Der von der Rechtsprechung herausgearbeitete Ausnahmefall, wonach bei einem nur auf einfacher Fahrlässigkeit beruhenden, wenn auch objektiv schwerwiegenden Verstoß gegen Verkehrsvorschriften (sogenanntes „Augenblicksversagen“ durch schlicht fahrlässiges Übersehen einer verkehrsbeschränkenden Beschilderung) ein grober Pflichtverstoß nicht angenommen werden kann (vgl. dazu BGH, NJW 1997, 3252, 3253), liegt nach den bisher getroffenen Feststellungen ebenfalls nicht vor. Das Amtsgericht wird feststellen müssen, in welcher Weise das oder die Ortseingangsschild(er) aufgestellt waren und/oder ob es sich nach der konkreten Beschaffenheit der Örtlichkeit im Annäherungs- und Entfernungsbereich der Messstelle für den Betroffenen Anlass zur Annahme bestand, dass es sich hier um einen innerörtlichen Bereich handelte. Wenn der Betroffene das Ortseingangsschild nicht wahrgenommen haben sollte - was gewöhnlich nicht naheliegt -, hätte er schon deshalb die gebotene Aufmerksamkeit in grob pflichtwidriger Weise außer Acht gelassen und damit auch subjektiv grob pflichtwidrig gehandelt.
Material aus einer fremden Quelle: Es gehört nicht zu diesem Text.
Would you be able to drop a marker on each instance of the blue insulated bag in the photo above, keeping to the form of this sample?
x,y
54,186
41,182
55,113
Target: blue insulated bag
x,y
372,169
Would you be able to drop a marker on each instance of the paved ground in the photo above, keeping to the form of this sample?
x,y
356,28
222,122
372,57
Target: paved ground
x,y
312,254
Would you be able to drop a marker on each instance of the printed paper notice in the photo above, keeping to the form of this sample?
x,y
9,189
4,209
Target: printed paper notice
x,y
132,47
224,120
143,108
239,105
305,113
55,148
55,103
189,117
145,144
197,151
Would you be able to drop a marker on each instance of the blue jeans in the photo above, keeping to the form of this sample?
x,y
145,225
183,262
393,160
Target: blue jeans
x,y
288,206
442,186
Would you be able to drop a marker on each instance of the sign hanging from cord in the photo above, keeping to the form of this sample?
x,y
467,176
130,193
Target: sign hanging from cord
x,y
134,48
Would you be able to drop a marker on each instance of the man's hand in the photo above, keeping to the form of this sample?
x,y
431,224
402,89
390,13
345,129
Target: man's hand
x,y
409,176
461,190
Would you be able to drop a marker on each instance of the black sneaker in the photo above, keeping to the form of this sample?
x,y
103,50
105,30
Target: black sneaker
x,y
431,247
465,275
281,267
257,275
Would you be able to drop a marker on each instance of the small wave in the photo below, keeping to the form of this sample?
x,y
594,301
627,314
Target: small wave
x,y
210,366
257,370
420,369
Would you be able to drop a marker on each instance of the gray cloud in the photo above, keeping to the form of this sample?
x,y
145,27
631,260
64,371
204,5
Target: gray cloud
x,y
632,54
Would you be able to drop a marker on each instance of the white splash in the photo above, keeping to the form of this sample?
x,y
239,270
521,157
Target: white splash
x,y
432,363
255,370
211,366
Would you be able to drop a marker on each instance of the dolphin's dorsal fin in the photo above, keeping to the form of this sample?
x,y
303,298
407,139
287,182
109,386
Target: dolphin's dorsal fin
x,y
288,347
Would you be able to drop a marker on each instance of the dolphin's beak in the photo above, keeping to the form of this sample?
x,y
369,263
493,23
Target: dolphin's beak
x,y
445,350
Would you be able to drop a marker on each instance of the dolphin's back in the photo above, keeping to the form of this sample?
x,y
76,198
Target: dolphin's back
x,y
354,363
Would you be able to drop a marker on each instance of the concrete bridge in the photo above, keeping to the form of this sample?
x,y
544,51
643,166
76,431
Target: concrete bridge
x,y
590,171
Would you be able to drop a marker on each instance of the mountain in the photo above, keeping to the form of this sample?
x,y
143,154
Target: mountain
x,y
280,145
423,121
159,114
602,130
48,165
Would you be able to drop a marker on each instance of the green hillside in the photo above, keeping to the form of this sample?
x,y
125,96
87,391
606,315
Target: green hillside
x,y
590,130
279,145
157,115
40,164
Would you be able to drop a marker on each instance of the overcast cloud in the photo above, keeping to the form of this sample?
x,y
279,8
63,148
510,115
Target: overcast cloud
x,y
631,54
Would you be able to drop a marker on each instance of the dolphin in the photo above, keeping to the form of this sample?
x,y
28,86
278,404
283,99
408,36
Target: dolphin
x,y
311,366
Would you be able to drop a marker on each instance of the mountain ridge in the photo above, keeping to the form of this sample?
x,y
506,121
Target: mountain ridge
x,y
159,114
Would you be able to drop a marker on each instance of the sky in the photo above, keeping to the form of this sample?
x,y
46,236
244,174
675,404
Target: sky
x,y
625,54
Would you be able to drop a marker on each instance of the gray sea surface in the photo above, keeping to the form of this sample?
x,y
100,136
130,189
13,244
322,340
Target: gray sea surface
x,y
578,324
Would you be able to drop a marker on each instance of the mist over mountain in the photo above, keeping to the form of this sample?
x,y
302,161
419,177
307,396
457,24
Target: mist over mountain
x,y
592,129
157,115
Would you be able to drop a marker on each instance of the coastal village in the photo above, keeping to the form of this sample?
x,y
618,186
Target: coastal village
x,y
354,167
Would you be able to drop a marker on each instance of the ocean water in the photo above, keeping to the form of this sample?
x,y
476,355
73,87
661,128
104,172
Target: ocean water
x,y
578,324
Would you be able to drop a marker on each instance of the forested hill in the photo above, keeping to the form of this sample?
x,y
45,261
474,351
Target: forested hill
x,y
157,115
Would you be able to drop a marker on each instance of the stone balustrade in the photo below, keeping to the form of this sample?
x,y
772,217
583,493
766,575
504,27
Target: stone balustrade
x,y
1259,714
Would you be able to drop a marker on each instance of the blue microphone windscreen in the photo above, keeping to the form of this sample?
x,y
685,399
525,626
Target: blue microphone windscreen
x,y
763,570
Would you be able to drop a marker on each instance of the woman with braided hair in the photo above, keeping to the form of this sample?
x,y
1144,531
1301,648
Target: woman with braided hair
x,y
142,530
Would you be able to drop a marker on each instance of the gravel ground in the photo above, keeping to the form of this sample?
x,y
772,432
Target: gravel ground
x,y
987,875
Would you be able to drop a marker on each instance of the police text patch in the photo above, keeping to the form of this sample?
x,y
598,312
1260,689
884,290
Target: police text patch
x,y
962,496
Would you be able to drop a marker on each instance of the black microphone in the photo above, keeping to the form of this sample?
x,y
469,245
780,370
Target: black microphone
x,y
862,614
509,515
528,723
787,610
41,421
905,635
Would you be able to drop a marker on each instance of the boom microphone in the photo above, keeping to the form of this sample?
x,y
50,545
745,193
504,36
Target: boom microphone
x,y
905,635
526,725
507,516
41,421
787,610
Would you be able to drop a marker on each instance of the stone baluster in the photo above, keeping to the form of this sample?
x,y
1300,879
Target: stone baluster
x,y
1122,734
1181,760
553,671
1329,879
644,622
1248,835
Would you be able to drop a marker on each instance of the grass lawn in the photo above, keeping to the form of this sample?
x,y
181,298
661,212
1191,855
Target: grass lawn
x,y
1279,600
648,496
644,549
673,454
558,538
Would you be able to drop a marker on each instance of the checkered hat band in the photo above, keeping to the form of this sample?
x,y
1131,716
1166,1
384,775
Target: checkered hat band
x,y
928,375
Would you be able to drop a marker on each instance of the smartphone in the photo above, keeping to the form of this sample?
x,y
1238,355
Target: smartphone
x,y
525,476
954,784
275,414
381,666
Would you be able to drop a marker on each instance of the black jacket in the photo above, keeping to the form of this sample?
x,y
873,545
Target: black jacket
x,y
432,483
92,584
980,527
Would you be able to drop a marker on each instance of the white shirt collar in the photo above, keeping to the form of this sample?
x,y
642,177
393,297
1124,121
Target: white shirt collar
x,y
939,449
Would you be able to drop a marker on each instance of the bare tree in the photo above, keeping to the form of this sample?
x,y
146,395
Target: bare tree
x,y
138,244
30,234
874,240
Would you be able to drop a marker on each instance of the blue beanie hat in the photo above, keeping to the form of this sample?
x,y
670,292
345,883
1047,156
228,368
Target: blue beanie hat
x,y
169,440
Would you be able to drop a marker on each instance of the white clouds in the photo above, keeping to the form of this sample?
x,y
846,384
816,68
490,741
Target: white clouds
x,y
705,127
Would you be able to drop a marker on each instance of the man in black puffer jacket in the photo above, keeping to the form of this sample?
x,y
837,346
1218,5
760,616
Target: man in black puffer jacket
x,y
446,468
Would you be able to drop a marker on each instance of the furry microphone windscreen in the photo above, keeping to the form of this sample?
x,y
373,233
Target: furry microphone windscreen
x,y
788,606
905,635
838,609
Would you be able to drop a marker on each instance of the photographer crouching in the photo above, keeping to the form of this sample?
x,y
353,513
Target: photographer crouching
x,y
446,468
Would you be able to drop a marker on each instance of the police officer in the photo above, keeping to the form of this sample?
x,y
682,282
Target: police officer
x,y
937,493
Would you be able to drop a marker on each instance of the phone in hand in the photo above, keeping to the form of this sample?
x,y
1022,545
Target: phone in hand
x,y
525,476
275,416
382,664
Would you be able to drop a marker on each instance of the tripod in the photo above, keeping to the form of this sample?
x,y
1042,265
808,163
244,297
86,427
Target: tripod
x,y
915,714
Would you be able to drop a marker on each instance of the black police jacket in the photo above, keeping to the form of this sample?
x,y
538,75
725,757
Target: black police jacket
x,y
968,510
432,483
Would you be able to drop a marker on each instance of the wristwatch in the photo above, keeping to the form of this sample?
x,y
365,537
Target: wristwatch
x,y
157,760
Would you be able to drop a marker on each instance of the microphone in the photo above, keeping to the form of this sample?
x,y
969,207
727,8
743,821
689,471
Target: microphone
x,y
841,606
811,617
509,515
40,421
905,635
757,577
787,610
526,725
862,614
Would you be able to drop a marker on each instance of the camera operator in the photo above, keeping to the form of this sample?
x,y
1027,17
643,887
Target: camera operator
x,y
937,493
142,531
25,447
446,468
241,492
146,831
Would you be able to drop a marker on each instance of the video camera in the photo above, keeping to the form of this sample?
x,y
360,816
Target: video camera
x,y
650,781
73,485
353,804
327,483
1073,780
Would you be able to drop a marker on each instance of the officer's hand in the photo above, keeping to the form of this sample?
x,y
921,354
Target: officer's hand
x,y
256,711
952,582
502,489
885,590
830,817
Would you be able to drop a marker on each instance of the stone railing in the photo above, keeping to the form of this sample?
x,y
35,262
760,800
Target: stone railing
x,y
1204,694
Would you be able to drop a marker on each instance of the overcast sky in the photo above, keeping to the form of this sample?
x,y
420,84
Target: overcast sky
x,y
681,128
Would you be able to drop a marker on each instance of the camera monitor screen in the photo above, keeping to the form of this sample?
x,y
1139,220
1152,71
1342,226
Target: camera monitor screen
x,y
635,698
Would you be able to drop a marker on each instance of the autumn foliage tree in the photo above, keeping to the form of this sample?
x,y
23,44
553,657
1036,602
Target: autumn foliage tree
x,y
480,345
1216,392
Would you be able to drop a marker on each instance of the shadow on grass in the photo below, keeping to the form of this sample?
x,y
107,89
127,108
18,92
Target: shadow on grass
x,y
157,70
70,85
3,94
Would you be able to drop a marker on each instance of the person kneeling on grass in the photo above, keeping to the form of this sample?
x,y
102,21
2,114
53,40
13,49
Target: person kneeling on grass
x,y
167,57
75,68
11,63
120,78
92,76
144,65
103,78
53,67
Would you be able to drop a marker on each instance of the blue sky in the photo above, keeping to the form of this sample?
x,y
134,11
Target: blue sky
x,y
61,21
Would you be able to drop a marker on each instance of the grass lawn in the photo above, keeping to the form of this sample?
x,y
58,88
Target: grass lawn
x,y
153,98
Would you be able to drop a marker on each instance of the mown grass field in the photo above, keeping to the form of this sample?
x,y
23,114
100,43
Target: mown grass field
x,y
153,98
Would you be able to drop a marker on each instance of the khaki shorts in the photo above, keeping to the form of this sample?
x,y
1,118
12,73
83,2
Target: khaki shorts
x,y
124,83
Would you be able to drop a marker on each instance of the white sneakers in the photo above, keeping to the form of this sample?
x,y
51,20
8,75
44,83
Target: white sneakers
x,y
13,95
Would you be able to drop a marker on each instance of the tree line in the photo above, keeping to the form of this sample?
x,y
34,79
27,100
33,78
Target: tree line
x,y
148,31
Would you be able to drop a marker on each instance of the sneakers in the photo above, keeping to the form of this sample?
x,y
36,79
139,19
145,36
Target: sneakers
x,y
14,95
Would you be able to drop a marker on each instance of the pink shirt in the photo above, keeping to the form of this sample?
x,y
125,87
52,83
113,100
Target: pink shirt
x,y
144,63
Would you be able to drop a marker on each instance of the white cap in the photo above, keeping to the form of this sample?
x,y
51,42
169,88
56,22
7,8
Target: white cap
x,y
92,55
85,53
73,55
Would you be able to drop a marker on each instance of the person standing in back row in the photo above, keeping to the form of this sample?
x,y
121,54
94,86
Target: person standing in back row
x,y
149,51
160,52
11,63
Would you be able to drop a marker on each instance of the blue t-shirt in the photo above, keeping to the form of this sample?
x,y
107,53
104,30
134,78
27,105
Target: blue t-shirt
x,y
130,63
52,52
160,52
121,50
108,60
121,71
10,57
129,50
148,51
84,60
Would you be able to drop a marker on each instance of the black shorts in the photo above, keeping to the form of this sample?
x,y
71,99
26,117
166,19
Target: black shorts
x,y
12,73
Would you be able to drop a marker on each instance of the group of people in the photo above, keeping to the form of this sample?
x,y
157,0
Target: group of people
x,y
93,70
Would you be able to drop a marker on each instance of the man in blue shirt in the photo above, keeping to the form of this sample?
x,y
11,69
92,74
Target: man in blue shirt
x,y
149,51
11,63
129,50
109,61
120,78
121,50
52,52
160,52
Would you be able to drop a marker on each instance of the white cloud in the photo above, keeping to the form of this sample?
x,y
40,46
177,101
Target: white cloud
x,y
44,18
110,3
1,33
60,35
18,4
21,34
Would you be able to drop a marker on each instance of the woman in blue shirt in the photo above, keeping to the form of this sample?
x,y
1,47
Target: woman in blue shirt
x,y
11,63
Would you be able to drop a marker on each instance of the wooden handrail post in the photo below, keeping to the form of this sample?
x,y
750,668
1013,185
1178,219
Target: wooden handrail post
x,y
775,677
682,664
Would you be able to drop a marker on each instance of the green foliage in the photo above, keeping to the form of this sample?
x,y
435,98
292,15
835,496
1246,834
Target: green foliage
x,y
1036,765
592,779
Eine verfahrensabschließende Entscheidung des Senats gemäß § 79 Abs. 6 OWiG war mangels ausreichender Feststellungen im angefochtenen Urteil nicht möglich. Dieses war daher im Rechtsfolgenausspruch mit den hierzu getroffenen Feststellungen aufzuhe-
ben und die Sache im Umfang der Aufhebung an das Amtsgericht Borken zurückzuverweisen. Das Amtsgericht wird auch eine Entscheidung über die Kosten der Rechtsbeschwerde zu treffen haben, weil der Erfolg des Rechtsmittels i.S.d. § 473 StPO i.V.m. § 46 Abs. 1 OWiG noch nicht feststeht.